I want to stop right here for a second though and make an admission. I’m not perfect and I’m pretty sure that I never will be - there will be times that I will make mistakes, or have panic attacks or feel like a complete failure. 

But I’m working on me. I’m working on several things that have come up within the last year or two (or three or four) and I’m figuring this stuff out. It’s hard work – something that so many people don’t realise – because I have to know every piece of me, every reaction and every trigger. I keep journals… several of them that I use to track everything from the food I eat, to the sleep I get, to moods I experience, to the things I say and do. I need to know my patterns, know my limits and understand my emotional reactions. And then I also have to fight. I have to fight to prove that my frustration or anger or upset is legitimate and not the disorder, I have to fight to keep myself stable and stop my moods from shooting up or falling down, and I need to fight to keep learning about myself and what level really is.

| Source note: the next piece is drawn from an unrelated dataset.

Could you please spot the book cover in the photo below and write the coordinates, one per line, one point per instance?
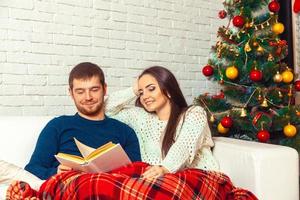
(103, 159)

This month has been harder than some I’ve experienced lately. While I’m still doing okay and remaining stable I’ve had quite a few things come up that triggered me – some of them catching me completely by surprise and other things that I already knew about and was watching for. And so I’ve watched as triggers hit me – recorded them in my journal and worked my way through them, adding new tools to the toolbox, ways to cope with the never ending fluctuation of emotion and threat of an episode.

This life, it is exhausting right now as I work to do what other people can do naturally, and I don’t always feel like sharing. But this is when I should share. Because right now, at this moment I’m a success. I’m fighting hard to make life liveable, to get to know myself and what I need to do to survive and to change the way I think. I’m learning to use natural methods and things that are within my control to manage and redirect myself when I feel things might be beginning to slip one way or the other.


So this is me being honest. I’m tired and I’m fighting, I’m learning and I’m growing, I’m alive and I’m well, I’m neither up nor down, and even though I sometimes still struggle, I’m also feeling the strongest I’ve ever felt. Nothing beats that feeling of strength and hope, the realisation that you can have a future and that it won't be defined by your Mental Illness.